WOLFGANG "PAULE" FUCHS: Mein Interesse galt Mitte der 90er Jahre auch der Verpackung. So habe ich CD-Hüllen eine Form gegeben und diese beim Patentamt rechtlich schützen lassen. Zur Zeit erarbeite ich gerade eine 12-teilige Serie im Dokutainmentformat. Darin erkläre ich in kurzen Beiträgen unterhaltsam den Alltag als Rocker in der DDR: KultUlk - Musik + Spass mit OstRocker Paule Pond & Gästen.

BODYSTYLER: Der Franzose JM Jarre hat 2008 seine erste erfolgreiche Platte "Qxygene" mit den Original Instrumenten aus 1976 Live im Konzert eingespielt, wäre das mal was für Dich?

WOLFGANG "PAULE" FUCHS: Der Wunsch, doch mal wieder Musik im 'alten Stil' zu machen, wurde von vielen Fans schon des öfteren geäußert. Nach meinen Ausflügen in die Klassik („Bilder einer Ausstellung“ / „Gemälde einer Vernissage“ und „Edelweiß“) kehre ich wieder back to the roots. Das neue Album „Planetenwind 2“ wird einige Titel beinhalten, die vorwiegend mit meinen alten Schätzchen wie Roland Pro Mars, Vocoder VP330, Arp Odysse u.a. eingespielt werden. Außerdem gibt es einen Tribut-Block von unseren einstigen Vorbildern wie Kraftwerk,
Tangerine Dream und JM Jarre in unserem neuen Liveprogramm für 2022.

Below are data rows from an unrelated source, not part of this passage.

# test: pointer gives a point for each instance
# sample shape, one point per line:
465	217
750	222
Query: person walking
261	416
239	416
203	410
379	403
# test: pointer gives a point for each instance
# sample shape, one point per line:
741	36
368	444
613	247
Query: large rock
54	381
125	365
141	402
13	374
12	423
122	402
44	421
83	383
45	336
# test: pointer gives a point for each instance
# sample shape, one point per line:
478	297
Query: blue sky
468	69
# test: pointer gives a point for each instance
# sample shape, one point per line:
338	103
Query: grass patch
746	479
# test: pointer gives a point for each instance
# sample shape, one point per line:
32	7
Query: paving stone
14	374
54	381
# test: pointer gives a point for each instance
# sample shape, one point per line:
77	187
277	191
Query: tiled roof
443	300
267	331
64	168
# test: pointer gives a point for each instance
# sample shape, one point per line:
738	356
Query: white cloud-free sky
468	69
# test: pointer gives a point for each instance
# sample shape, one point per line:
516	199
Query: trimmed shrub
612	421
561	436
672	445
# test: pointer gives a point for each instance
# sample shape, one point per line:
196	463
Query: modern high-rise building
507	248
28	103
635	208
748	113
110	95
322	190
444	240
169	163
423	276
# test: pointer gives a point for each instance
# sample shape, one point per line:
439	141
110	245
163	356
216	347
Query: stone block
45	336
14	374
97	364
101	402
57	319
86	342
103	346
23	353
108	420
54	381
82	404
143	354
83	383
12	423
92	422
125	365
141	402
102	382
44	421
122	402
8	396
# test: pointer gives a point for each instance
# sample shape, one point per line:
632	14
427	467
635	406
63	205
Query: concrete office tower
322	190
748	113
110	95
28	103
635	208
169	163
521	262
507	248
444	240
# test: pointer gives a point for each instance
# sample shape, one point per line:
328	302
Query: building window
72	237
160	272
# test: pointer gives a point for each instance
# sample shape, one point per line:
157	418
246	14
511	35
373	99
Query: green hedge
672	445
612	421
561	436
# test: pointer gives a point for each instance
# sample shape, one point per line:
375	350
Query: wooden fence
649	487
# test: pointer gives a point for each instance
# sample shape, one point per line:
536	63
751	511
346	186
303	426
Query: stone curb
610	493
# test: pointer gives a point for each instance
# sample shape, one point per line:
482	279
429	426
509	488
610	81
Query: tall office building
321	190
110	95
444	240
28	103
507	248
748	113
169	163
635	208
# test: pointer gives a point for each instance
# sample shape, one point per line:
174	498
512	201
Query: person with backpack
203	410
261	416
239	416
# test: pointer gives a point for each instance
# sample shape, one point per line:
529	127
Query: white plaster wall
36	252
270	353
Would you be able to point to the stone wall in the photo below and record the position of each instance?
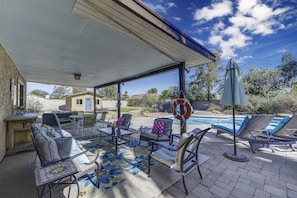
(8, 73)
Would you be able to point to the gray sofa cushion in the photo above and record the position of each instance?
(47, 149)
(67, 147)
(51, 132)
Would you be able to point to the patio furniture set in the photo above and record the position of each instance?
(57, 162)
(177, 152)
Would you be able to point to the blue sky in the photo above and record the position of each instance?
(253, 32)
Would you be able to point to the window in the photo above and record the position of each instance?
(20, 93)
(78, 101)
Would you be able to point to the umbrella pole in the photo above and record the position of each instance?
(234, 131)
(234, 156)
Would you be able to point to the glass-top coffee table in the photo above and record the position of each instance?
(120, 136)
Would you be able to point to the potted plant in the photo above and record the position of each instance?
(20, 110)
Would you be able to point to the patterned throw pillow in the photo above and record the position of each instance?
(120, 121)
(158, 128)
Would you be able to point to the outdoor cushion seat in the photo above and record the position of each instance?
(126, 117)
(285, 129)
(181, 157)
(147, 134)
(252, 130)
(64, 148)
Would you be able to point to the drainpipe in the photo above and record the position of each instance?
(119, 99)
(94, 101)
(182, 89)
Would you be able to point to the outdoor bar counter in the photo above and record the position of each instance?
(18, 133)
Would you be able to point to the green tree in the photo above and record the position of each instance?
(204, 80)
(109, 91)
(78, 90)
(262, 82)
(125, 96)
(39, 92)
(288, 69)
(150, 100)
(164, 95)
(152, 90)
(173, 92)
(60, 92)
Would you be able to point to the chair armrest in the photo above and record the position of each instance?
(167, 146)
(84, 152)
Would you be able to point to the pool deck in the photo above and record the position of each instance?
(266, 174)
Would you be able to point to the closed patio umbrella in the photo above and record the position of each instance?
(233, 95)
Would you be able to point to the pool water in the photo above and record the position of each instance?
(226, 121)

BODYSTYLER: Und zum Schluss: Was können wir noch von Dir in 2021 erwarten? Was planst Du noch? Konzerte in Planetarien wohl erst ab Winter?

WOLFGANG "PAULE" FUCHS: Vor kurzem habe ich zusammen mit Thorsten Quaeschning ein tolles Livekonzert in der UFA-Fabrik performt: „Behind closed doors“. Diese Veranstaltungsreihe hat Thorsten Quaeschning selbst ins Leben gerufen, um mit bekannten E-Musikern zu musizieren. Nach Paul Frick, Schiller und einigen anderen interessanten Leuten hat er diesmal mich ausgesucht. Nach rund 31 Jahren der Einheit Deutschlands kommt nun zusammen, was zusammen gehört. Die Masterminds von Tangerine Dream - ehemals West-Berlin und Pond aus Ost-Berlin. Veröffentlicht wurde das Konzert im Mai 2021 auf Youtube.
Des weiteren dreht der MDR eine dritte Folge von : 'Die größten OstHits'. In dieser Sendung gebe ich auch Auskunft, insbesondere über den erfolgreichsten Pond-Titel „Planetenwind“. Dieser Titel ist übrigens der erfolgreichste Instrumentaltitel der DDR-Musikgeschichte. Zusammen mit dem erfolgreichsten Rocktitel der DDR-Musikgeschichte „Am Fenster“ präsentiere ich einen Rock-Mix.